Ahora Dona Cristá había venido a la Estación Zenador para hablarle a Pipo de Novinha. ¿Por qué a Pipo? Sólo podía suponer una razón para que la principal responsable de la escuela viniera a hablar con él sobre esta huérfana particular.

—¿Debo entender que en todos los años que has tenido a Novinha en tu escuela soy la única persona que ha preguntado por ella?

—La única persona no —dijo ella —. Todo el mundo se interesó por ella hace un par de años, cuando el Papa beatificó a sus padres. Todo el mundo le preguntaba si la hija de Gusto y de Cida, Os Venerados, había advertido alguna vez algún hecho milagroso asociado con sus padres, tal como habían hecho otras muchas personas.

—¿Le preguntaban eso de verdad?

—Hubo rumores, y el obispo Peregrino tuvo que investigar —Dona se envaró un poco al hablar del joven líder espiritual de la Colonia Lusitania, pues se decía que la jerarquía nunca se había llevado bien con la orden de los Filhos da Mente de Cristo —. La respuesta que dio Novinha fue muy ilustrativa.

—Lo imagino.

—Dijo, más o menos, que si sus padres estuvieran escuchando de verdad sus oraciones y tuvieran de verdad alguna influencia en el cielo para que se cumplieran sus deseos, ¿por qué entonces no habían atendido a sus oraciones para que regresaran de la tumba? Dijo que eso sería un milagro útil, y hay precedentes. Si Os Venerados tuvieran el poder de hacer milagros, entonces esto tendría que significar que no la amaban lo bastante para responder a sus plegarias. Prefería creer que sus padres aún la amaban y que simplemente no tenían el poder para actuar.

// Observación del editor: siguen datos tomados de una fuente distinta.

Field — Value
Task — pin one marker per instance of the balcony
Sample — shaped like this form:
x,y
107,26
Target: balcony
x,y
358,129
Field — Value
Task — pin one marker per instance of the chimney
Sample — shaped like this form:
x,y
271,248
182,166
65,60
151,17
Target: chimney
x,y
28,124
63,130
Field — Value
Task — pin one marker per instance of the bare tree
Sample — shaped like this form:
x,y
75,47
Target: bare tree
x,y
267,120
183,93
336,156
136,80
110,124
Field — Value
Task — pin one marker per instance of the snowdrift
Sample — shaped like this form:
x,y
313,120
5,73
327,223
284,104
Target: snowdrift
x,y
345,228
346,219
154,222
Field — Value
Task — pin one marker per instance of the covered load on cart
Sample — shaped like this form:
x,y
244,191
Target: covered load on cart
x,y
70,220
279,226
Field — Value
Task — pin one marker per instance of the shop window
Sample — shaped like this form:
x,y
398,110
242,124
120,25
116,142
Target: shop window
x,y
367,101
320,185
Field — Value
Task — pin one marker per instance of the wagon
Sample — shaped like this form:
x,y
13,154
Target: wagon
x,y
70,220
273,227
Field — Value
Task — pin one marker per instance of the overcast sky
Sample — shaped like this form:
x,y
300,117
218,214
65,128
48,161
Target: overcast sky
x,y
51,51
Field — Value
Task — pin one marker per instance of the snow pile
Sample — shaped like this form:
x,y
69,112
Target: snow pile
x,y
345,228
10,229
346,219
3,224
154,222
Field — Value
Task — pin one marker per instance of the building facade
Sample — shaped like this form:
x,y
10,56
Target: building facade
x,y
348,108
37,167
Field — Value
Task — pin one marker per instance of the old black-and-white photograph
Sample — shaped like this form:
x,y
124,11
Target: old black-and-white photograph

—Una sofista nata —dijo Pipo.

—Sofista y experta en culpa: le dijo al obispo que si el Papa declaraba a sus padres venerables, sería igual que si la Iglesia dijera que sus padres la odiaban. La petición de la canonización de sus padres probaba que Lusitania la despreciaba; si se concedía, sería la prueba de que la propia Iglesia era despreciable. El obispo Peregrino se quedó blanco.

—Veo que envió la petición de todas formas.

—Por el bien de la comunidad. Y hubo todos esos milagros.

—Alguien toca el altar y un dolor de cabeza desaparece y gritan ¡Milagro! ¡Os santos me abençaram! ¡Milagro! ¡Los santos me han bendecido!

—Sabes que la Santa Sede requiere milagros más sustanciales que eso. Pero no importa. El Papa graciosamente nos permitió llamar Milagro a nuestra ciudad, y ahora imagino que cada vez que alguien pronuncia ese nombre, Novinha arde un poco más con su furia interna.

—O se vuelve más fría. Uno nunca sabe qué tipo de temperatura produce una cosa como esa.

—De todas formas, Pipo, no eres el único que ha preguntado por ella. Pero eres el único que ha preguntado por ella misma y por su propio bien, no por causa de sus santos y adorados padres.

Era triste pensar que, a excepción de los Filhos, quienes dirigían las escuelas de Lusitania, no hubiera habido más preocupación por la niña que los pequeños brotes de atención que Pipo había desperdigado a lo largo de los años.

—Tiene un amigo —dijo Libo.

Pipo había olvidado que su hijo estaba allí. Libo era tan callado que era fácil pasar por alto su presencia. Dona Cristá también parecía sorprendida.

—Creo, Libo, que somos indiscretos al hablar de una de tus compañeras de colegio de esta manera —dijo.

—Ahora soy aprendiz de Zenador —le recordó Libo. Lo que quería decir que ya no estaba en la escuela.

—¿Quién es su amigo? —preguntó Pipo.

—Marcáo.

—Marcos Ribera —explicó Dona Cristá —. El chico alto…

—Ah, sí, el que parece una cabra.

—Es un chico fuerte —dijo Dona Cristá

Pero nunca he advertido ninguna amistad entre ellos.

—Una vez, cuando Marcão fue acusado de algo, ella lo vio y habló en su favor.

—Haces una interpretación generosa del asunto, Libo —dijo Dona Cristá —. Creo que es más apropiado decir que habló en contra de los chicos que lo hicieron de verdad y estaban intentando echarle la culpa a él.

—Marcão no lo ve de esa forma —respondió Libo —. Me he dado cuenta un par de veces por la forma en que la observa. No es mucho, pero hay alguien a quien le agrada.